GAINESVILLE — When it comes to coaching, the pep talk is better than the locker room tirade, University of Florida researchers have found in a new study.

In a project that applied methods previously used only in classroom settings, a team headed by Professor Robert Singer found that changing people’s attributions, or how they think about themselves, influenced their performance in sports tasks they sought to learn.

“How we think about how we will do and how we’ve just done can very much affect our persistence, our attitudes and our achievements,” said Singer, chair of UF’s department of exercise and sport sciences. “It’s not only a belief in what you can do, it’s also an understanding of thinking more objectively.”

The technique is known as attribution training, which involves using people’s self-perceptions and the extent to which they feel they can control their own behavior to help them succeed at various tasks. Those who believe they can control and change how they feel about themselves are said to have constructive attributions.

Singer and UF colleague Iris Orbach divided 35 college-age beginning tennis players into three groups, each of which was given different instructions regarding personal failure. The first was told they could control their attributions and effort and could change their performance. The second was told their failures were due to a lack of innate ability. The third group was told nothing.

In four trials, the first group scored consistently better in performance, expectation, success perception and emotional control, Singer said. For example, on a test to measure feelings of personal control over behavior, the first group scored twice as high as the control group, while the second group scored below the control group.

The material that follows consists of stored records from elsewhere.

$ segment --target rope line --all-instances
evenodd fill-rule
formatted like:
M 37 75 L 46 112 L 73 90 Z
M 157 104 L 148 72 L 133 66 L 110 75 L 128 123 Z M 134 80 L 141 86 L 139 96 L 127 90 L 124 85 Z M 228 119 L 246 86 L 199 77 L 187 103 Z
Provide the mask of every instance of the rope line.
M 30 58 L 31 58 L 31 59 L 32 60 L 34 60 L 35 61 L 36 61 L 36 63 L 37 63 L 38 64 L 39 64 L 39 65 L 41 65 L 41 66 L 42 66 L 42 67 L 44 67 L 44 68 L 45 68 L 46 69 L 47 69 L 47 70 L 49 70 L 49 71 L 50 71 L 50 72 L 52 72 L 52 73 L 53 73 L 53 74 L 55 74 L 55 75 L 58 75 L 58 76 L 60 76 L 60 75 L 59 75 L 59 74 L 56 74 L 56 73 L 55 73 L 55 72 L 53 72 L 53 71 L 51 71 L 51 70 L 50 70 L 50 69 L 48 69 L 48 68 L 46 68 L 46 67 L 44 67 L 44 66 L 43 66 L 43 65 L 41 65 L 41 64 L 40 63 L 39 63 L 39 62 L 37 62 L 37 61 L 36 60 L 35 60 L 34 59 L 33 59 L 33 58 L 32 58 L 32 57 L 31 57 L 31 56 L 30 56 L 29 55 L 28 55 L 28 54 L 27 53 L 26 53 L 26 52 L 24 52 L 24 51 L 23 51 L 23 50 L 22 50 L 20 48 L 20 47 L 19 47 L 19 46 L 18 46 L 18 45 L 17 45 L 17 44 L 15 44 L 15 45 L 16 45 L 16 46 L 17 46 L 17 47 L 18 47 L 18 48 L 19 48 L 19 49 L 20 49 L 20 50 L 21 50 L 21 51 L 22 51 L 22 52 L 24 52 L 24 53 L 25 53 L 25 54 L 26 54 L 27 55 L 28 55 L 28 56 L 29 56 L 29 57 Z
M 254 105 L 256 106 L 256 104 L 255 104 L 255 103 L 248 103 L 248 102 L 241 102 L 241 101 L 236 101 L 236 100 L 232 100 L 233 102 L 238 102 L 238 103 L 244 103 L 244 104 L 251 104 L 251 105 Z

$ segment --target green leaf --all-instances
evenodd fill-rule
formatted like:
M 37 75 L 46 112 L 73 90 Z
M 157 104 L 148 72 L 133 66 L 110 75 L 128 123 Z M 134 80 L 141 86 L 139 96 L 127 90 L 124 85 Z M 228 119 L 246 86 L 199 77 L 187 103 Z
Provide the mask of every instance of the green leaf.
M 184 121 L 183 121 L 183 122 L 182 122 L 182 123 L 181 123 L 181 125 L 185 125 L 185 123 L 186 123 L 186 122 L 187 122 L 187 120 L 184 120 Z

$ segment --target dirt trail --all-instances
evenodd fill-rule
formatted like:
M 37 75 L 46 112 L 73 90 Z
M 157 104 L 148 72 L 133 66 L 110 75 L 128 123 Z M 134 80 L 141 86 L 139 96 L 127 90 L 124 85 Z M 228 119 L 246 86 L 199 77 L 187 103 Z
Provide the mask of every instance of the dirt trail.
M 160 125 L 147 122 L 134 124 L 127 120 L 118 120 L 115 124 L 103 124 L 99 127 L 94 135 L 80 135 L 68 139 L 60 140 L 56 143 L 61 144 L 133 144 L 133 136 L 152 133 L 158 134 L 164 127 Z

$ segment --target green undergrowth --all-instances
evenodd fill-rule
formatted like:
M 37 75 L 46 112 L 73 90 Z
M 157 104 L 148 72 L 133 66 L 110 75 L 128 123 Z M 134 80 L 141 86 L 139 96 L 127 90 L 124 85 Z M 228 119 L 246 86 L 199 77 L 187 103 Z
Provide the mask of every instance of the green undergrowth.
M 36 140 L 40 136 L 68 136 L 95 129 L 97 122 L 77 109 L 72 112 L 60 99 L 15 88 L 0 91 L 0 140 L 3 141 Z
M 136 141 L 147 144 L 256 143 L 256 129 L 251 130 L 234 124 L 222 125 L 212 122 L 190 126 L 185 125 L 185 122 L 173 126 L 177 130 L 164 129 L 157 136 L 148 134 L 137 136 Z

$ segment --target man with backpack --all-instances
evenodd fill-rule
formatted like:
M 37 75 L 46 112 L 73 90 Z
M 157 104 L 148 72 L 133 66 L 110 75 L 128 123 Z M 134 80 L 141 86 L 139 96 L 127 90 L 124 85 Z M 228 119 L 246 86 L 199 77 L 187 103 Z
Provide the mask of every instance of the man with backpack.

In a related study in 1997 that focused on basketball time trials, the first group improved their final time between the first and fourth trials more than twice as much as the control group and more than nine times as much as the second group did.

“When it comes down to it, the primary thing is that you really have to understand what helps you to achieve and what’s under your control,” Singer said. “What has been observed is that those individuals who tend to have more constructive attributions tend to persist longer and tend to achieve more than those who do not have constructive attributions.”

Most studies associated with attribution training techniques have been conducted in the area of education, with the goal of raising the standards for children who are underachievers in the classroom. Singer and Orbach were among the first in the world to apply the techniques to sports.

“Why not try this in a sports setting?” Singer said. “The typical design is to train one group with an attributional orientation that reflects that if you try harder and you try smarter, you’ll have a greater chance of doing well. You’ll learn the skills better and think better things will happen.”

Although it is a common perception that believing in yourself can lead you to success, Singer said his study could have a significant impact on the way people teach and learn athletic activities.

“A lot of times in sports, there’s a negative attitude and a lot of criticism that goes on,” he said. “Probably many athletes and coaches don’t realize the significance of what we’re talking about and the relevance of how people think … I believe that if there’s a better understanding by coaches as to the kind of feedback they give to athletes and how stuff is delivered to them, it could make a difference.”